Prenez sur vous, madame, de dire à M. le duc de Praslin la chose tout comme elle est. Il aura sans doute le courage de parler à monsieur le vice-chancelier, et de faire enterrer dans un profond oubli une affaire dont l’éclat serait épouvantable. Pourquoi n’a-t-on pas pris ce parti d’abord ? Je m’y perds : car il est bien certain que M. d’Argental a été instruit qu’il fallait parler à monsieur le vice-chancelier plus de cinq ou six heures avant que ce magistrat, occupé de l’affaire de M. de La Chalotais, ait pu lire la lettre du bureau de Collonges.

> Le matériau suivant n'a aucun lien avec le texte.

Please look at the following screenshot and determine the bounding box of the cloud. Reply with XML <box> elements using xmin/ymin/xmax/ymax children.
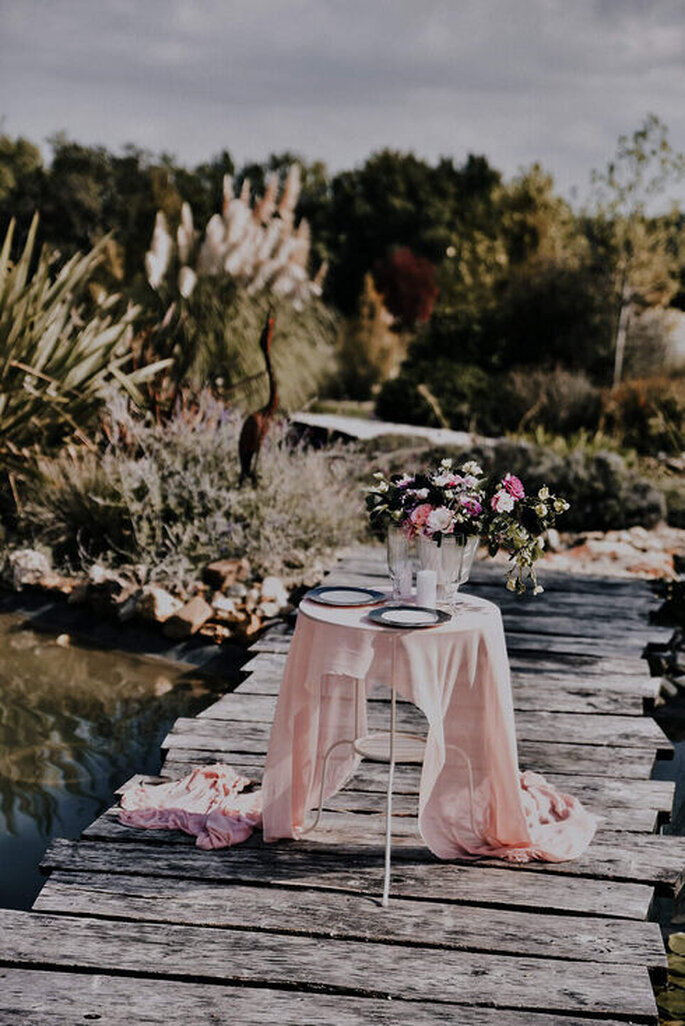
<box><xmin>1</xmin><ymin>0</ymin><xmax>684</xmax><ymax>204</ymax></box>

Ce moment manqué, et toute notre maison ayant été, ainsi que la pauvre Le Jeune, dans des transes continuelles depuis le 23 décembre jusqu’au 8 janvier, sans recevoir aucun mot d’avis, en proie aux discours affreux de la province et de Genève, nous nous voyons enfin traduits à un tribunal, et personne ne peut savoir, quand un procès commence, comment il finira.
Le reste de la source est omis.